Véhicules d'occasion (Photo d'archives)Véhicules d’occasion (Photo d’archives)

 

Le 28 octobre, Les importateurs des véhicules d’occasion en Île Maurice dit Dealers in Imported Vehicles Association (DIVA) ont rencontré la presse mauricienne afin d’exposer publiquement leurs préoccupations quant à leur filière.

 

Le président de leur association, Zaid Ameer, est ainsi revenu sur le GN 108 de 2003 qui a cours dans le trafic et l’importation de véhicules d’occasion. Et cela pour laisser entendre que : « Le GN 108 de 2003 nous demande de considérer le prix du fabricant mais nous ne pouvons pas obtenir ce prix ». Et d’évoquer toutes leurs difficultés dans ces conditions de fixer un prix sur les véhicules à vendre. Surtout quand on sait que plus de 75% des véhicules ne viennent pas du Japon. Ce qui complique les indications de tarifs des véhicules à l’état neuf.

 

Mais ce qui fait surtout grincer des dents, c’est que le gouvernement mauricien qui avait consenti à un abattement de 25% sur les tarifs indiqués dans les catalogues de vente, a choisi de le ramener à 5% seulement. Soit un énorme manque à gagner pour les acteurs de ce secteur.
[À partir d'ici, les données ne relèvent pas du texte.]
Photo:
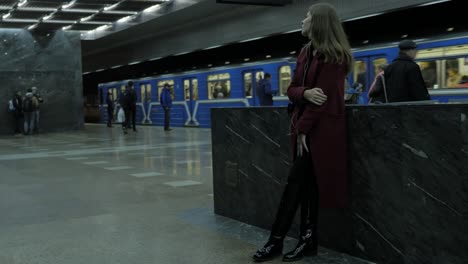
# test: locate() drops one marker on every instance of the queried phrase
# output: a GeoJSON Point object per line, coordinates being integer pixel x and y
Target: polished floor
{"type": "Point", "coordinates": [99, 197]}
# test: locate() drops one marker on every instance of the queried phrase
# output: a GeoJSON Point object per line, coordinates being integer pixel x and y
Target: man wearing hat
{"type": "Point", "coordinates": [403, 78]}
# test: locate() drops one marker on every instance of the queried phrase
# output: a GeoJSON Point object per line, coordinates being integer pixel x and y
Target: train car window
{"type": "Point", "coordinates": [161, 86]}
{"type": "Point", "coordinates": [449, 65]}
{"type": "Point", "coordinates": [248, 84]}
{"type": "Point", "coordinates": [219, 86]}
{"type": "Point", "coordinates": [285, 79]}
{"type": "Point", "coordinates": [429, 73]}
{"type": "Point", "coordinates": [142, 93]}
{"type": "Point", "coordinates": [148, 93]}
{"type": "Point", "coordinates": [187, 89]}
{"type": "Point", "coordinates": [101, 97]}
{"type": "Point", "coordinates": [377, 62]}
{"type": "Point", "coordinates": [194, 89]}
{"type": "Point", "coordinates": [360, 73]}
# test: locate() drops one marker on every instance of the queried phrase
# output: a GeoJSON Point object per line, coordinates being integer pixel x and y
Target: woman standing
{"type": "Point", "coordinates": [318, 133]}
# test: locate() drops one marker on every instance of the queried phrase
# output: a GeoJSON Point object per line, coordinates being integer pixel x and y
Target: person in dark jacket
{"type": "Point", "coordinates": [264, 92]}
{"type": "Point", "coordinates": [403, 78]}
{"type": "Point", "coordinates": [318, 134]}
{"type": "Point", "coordinates": [133, 101]}
{"type": "Point", "coordinates": [37, 110]}
{"type": "Point", "coordinates": [166, 103]}
{"type": "Point", "coordinates": [110, 108]}
{"type": "Point", "coordinates": [378, 92]}
{"type": "Point", "coordinates": [126, 104]}
{"type": "Point", "coordinates": [18, 113]}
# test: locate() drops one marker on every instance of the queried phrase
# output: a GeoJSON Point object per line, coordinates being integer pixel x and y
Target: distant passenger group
{"type": "Point", "coordinates": [26, 111]}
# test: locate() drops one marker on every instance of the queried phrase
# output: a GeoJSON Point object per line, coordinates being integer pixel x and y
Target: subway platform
{"type": "Point", "coordinates": [98, 196]}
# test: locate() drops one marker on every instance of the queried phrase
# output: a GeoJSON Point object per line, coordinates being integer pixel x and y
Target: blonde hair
{"type": "Point", "coordinates": [327, 35]}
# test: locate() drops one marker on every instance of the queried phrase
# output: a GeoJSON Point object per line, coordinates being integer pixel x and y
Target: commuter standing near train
{"type": "Point", "coordinates": [110, 108]}
{"type": "Point", "coordinates": [264, 92]}
{"type": "Point", "coordinates": [318, 133]}
{"type": "Point", "coordinates": [403, 78]}
{"type": "Point", "coordinates": [166, 103]}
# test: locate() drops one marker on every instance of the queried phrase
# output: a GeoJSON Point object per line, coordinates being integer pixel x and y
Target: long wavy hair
{"type": "Point", "coordinates": [327, 35]}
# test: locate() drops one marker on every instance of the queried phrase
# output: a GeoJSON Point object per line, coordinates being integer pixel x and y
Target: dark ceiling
{"type": "Point", "coordinates": [416, 22]}
{"type": "Point", "coordinates": [78, 15]}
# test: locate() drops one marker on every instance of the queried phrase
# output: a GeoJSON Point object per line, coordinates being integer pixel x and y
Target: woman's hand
{"type": "Point", "coordinates": [315, 96]}
{"type": "Point", "coordinates": [301, 144]}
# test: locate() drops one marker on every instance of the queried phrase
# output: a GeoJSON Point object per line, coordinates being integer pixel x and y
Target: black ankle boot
{"type": "Point", "coordinates": [307, 246]}
{"type": "Point", "coordinates": [272, 249]}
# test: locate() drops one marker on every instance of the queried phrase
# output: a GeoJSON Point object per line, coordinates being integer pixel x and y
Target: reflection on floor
{"type": "Point", "coordinates": [97, 196]}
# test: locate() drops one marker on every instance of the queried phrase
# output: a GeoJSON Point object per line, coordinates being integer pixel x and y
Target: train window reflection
{"type": "Point", "coordinates": [285, 79]}
{"type": "Point", "coordinates": [161, 86]}
{"type": "Point", "coordinates": [360, 73]}
{"type": "Point", "coordinates": [219, 86]}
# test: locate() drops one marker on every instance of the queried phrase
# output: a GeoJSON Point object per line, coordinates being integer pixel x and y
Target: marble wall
{"type": "Point", "coordinates": [52, 63]}
{"type": "Point", "coordinates": [408, 187]}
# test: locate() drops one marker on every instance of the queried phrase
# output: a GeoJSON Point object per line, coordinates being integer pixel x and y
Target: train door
{"type": "Point", "coordinates": [191, 92]}
{"type": "Point", "coordinates": [364, 71]}
{"type": "Point", "coordinates": [251, 80]}
{"type": "Point", "coordinates": [145, 99]}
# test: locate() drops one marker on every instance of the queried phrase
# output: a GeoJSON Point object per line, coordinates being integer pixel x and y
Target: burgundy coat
{"type": "Point", "coordinates": [325, 126]}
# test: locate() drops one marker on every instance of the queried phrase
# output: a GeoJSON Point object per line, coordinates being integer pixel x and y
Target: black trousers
{"type": "Point", "coordinates": [18, 122]}
{"type": "Point", "coordinates": [110, 116]}
{"type": "Point", "coordinates": [133, 116]}
{"type": "Point", "coordinates": [302, 190]}
{"type": "Point", "coordinates": [167, 117]}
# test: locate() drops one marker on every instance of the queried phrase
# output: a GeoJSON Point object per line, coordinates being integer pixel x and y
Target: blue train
{"type": "Point", "coordinates": [443, 62]}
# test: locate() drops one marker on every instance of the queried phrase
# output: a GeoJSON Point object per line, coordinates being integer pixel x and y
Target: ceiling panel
{"type": "Point", "coordinates": [80, 15]}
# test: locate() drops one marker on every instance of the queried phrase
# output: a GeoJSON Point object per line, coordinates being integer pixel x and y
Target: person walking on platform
{"type": "Point", "coordinates": [30, 105]}
{"type": "Point", "coordinates": [166, 102]}
{"type": "Point", "coordinates": [110, 108]}
{"type": "Point", "coordinates": [126, 105]}
{"type": "Point", "coordinates": [318, 134]}
{"type": "Point", "coordinates": [264, 92]}
{"type": "Point", "coordinates": [17, 103]}
{"type": "Point", "coordinates": [36, 112]}
{"type": "Point", "coordinates": [403, 78]}
{"type": "Point", "coordinates": [133, 101]}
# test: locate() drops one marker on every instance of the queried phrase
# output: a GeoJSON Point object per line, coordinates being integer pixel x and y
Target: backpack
{"type": "Point", "coordinates": [11, 106]}
{"type": "Point", "coordinates": [27, 105]}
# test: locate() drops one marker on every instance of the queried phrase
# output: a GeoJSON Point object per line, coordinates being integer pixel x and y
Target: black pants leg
{"type": "Point", "coordinates": [110, 115]}
{"type": "Point", "coordinates": [167, 117]}
{"type": "Point", "coordinates": [134, 118]}
{"type": "Point", "coordinates": [127, 118]}
{"type": "Point", "coordinates": [301, 189]}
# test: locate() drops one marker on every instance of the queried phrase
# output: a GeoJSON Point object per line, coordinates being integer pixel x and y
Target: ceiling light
{"type": "Point", "coordinates": [70, 4]}
{"type": "Point", "coordinates": [87, 18]}
{"type": "Point", "coordinates": [124, 19]}
{"type": "Point", "coordinates": [362, 17]}
{"type": "Point", "coordinates": [434, 2]}
{"type": "Point", "coordinates": [102, 27]}
{"type": "Point", "coordinates": [22, 3]}
{"type": "Point", "coordinates": [112, 6]}
{"type": "Point", "coordinates": [252, 39]}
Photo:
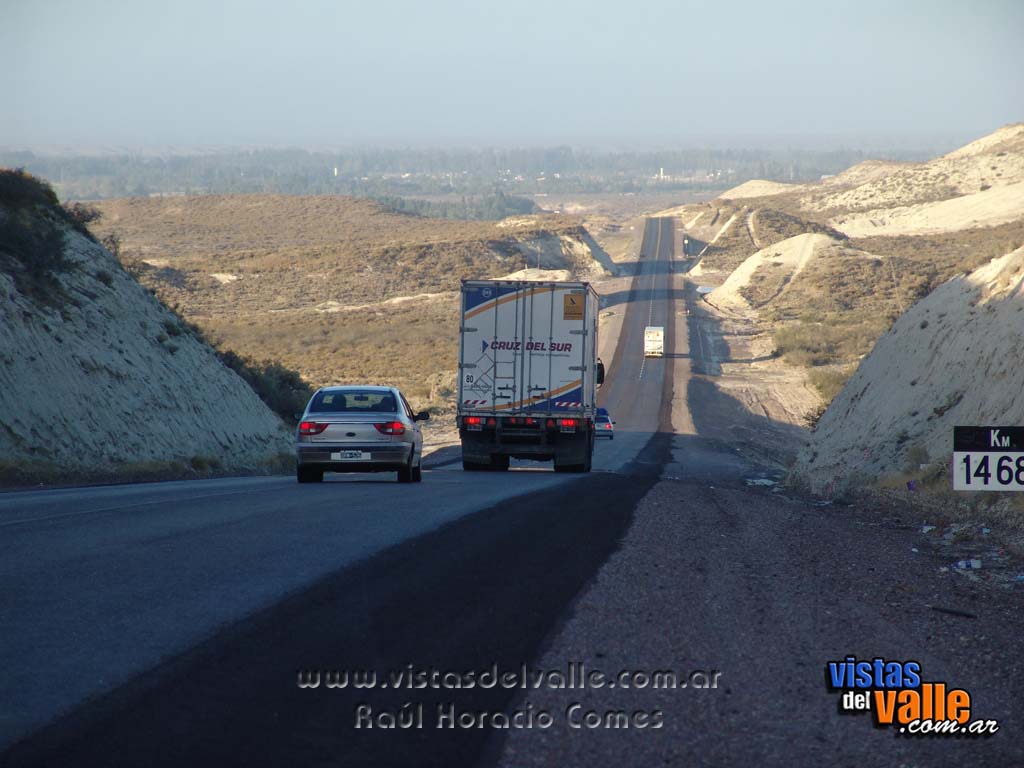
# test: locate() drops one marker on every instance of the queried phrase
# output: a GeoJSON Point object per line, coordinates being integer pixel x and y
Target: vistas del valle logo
{"type": "Point", "coordinates": [898, 697]}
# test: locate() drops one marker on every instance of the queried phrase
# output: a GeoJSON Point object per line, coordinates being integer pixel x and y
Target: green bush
{"type": "Point", "coordinates": [282, 389]}
{"type": "Point", "coordinates": [20, 189]}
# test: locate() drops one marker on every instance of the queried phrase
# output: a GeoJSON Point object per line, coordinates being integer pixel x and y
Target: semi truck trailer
{"type": "Point", "coordinates": [653, 341]}
{"type": "Point", "coordinates": [527, 374]}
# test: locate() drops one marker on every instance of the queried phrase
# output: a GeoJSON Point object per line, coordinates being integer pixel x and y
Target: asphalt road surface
{"type": "Point", "coordinates": [171, 624]}
{"type": "Point", "coordinates": [111, 587]}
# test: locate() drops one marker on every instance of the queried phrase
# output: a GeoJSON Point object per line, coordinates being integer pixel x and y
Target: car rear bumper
{"type": "Point", "coordinates": [385, 458]}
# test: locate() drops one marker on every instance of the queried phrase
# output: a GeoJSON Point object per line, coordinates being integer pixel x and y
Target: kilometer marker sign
{"type": "Point", "coordinates": [988, 458]}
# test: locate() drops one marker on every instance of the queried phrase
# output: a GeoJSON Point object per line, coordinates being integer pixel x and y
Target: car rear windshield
{"type": "Point", "coordinates": [353, 400]}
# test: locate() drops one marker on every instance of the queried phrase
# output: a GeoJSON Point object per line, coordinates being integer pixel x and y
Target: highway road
{"type": "Point", "coordinates": [108, 586]}
{"type": "Point", "coordinates": [170, 624]}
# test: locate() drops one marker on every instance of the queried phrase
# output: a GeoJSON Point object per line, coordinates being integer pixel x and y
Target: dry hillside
{"type": "Point", "coordinates": [97, 377]}
{"type": "Point", "coordinates": [334, 288]}
{"type": "Point", "coordinates": [886, 235]}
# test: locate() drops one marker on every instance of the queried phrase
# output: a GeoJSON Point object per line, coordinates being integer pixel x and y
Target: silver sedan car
{"type": "Point", "coordinates": [358, 429]}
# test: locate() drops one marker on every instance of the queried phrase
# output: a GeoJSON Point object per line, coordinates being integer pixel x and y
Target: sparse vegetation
{"type": "Point", "coordinates": [281, 388]}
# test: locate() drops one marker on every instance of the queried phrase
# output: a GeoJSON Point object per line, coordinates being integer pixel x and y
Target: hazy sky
{"type": "Point", "coordinates": [514, 72]}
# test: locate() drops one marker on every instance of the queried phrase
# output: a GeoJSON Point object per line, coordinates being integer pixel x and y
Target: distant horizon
{"type": "Point", "coordinates": [925, 141]}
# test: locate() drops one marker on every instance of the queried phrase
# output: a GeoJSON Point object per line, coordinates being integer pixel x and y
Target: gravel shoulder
{"type": "Point", "coordinates": [766, 590]}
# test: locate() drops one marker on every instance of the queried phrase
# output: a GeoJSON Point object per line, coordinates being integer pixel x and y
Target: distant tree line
{"type": "Point", "coordinates": [491, 207]}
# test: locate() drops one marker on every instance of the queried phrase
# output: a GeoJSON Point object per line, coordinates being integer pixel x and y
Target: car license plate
{"type": "Point", "coordinates": [349, 456]}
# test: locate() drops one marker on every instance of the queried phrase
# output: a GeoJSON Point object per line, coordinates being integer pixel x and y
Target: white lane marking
{"type": "Point", "coordinates": [171, 500]}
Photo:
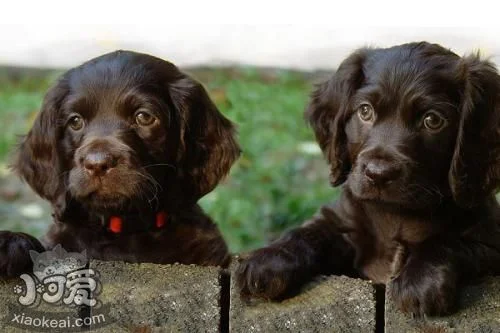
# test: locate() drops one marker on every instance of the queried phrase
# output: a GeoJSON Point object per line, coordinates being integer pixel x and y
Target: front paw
{"type": "Point", "coordinates": [271, 273]}
{"type": "Point", "coordinates": [425, 288]}
{"type": "Point", "coordinates": [14, 253]}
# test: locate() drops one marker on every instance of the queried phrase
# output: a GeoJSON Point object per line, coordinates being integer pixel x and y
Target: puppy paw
{"type": "Point", "coordinates": [271, 273]}
{"type": "Point", "coordinates": [425, 289]}
{"type": "Point", "coordinates": [14, 253]}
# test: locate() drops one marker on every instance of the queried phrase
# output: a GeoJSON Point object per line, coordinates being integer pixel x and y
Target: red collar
{"type": "Point", "coordinates": [118, 224]}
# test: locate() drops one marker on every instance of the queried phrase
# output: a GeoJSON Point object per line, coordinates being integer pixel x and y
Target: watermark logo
{"type": "Point", "coordinates": [62, 279]}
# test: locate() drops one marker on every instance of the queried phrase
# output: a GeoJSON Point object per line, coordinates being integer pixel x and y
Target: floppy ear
{"type": "Point", "coordinates": [326, 113]}
{"type": "Point", "coordinates": [475, 167]}
{"type": "Point", "coordinates": [207, 142]}
{"type": "Point", "coordinates": [37, 160]}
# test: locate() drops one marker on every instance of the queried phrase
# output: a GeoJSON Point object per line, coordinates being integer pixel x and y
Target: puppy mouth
{"type": "Point", "coordinates": [116, 190]}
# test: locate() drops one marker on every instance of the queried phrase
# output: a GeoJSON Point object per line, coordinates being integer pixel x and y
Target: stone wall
{"type": "Point", "coordinates": [179, 298]}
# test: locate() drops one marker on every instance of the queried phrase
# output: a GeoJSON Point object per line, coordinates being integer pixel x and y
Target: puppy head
{"type": "Point", "coordinates": [126, 130]}
{"type": "Point", "coordinates": [411, 125]}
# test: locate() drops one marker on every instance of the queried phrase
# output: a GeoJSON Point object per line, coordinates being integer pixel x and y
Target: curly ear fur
{"type": "Point", "coordinates": [37, 161]}
{"type": "Point", "coordinates": [208, 145]}
{"type": "Point", "coordinates": [326, 113]}
{"type": "Point", "coordinates": [475, 167]}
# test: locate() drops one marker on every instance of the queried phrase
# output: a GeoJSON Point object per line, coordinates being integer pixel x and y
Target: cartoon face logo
{"type": "Point", "coordinates": [59, 277]}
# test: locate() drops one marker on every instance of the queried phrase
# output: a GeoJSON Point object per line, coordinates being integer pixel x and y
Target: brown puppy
{"type": "Point", "coordinates": [123, 148]}
{"type": "Point", "coordinates": [413, 134]}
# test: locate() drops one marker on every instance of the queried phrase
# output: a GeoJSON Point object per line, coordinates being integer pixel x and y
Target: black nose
{"type": "Point", "coordinates": [98, 163]}
{"type": "Point", "coordinates": [381, 172]}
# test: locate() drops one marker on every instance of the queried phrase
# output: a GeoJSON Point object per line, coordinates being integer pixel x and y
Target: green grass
{"type": "Point", "coordinates": [280, 179]}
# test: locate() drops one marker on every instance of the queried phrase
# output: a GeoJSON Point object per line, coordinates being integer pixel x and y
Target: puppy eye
{"type": "Point", "coordinates": [144, 119]}
{"type": "Point", "coordinates": [366, 112]}
{"type": "Point", "coordinates": [76, 122]}
{"type": "Point", "coordinates": [434, 122]}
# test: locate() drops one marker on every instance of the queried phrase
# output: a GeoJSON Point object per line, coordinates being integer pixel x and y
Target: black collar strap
{"type": "Point", "coordinates": [130, 224]}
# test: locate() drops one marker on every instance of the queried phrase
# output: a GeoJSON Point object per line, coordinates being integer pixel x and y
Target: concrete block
{"type": "Point", "coordinates": [331, 304]}
{"type": "Point", "coordinates": [160, 298]}
{"type": "Point", "coordinates": [479, 312]}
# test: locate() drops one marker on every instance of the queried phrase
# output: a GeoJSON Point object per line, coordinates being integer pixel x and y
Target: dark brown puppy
{"type": "Point", "coordinates": [123, 148]}
{"type": "Point", "coordinates": [413, 134]}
Et le président de DIVA de déclarer : « Pendant 13 ans, nous avons suivi une pratique, mais le récent budget qui la ramène à 5% est inacceptable ». Avec l’introduction par ailleurs de la taxe carbone, les prix des véhicules d’occasion sont supposés connaître une notable augmentation, en particulier celui des petites voitures non polluantes. Ainsi, selon Zaid Ameer : « Le prix d’une Toyota Vitz augmentera de Rs 100,000 et une Suzuki Swift augmentera de Rs 92,000 ».

 

En attendant d’éventuelles rencontres pour étudier la question avec le ministre des Finances, Pravind Jugnauth, les importateurs de véhicules d’occasion font déjà état d’une baisse drastique des ventes de l’ordre de de 10 à 15%. Ce qui ne serait pas sans conséquences sur l’ensemble de la filière à Maurice. Et si aucune mesure n’est prise par le gouvernement afin d’y remédier rapidement, il y a fort à parier que le secteur ne s’en relèverait pas.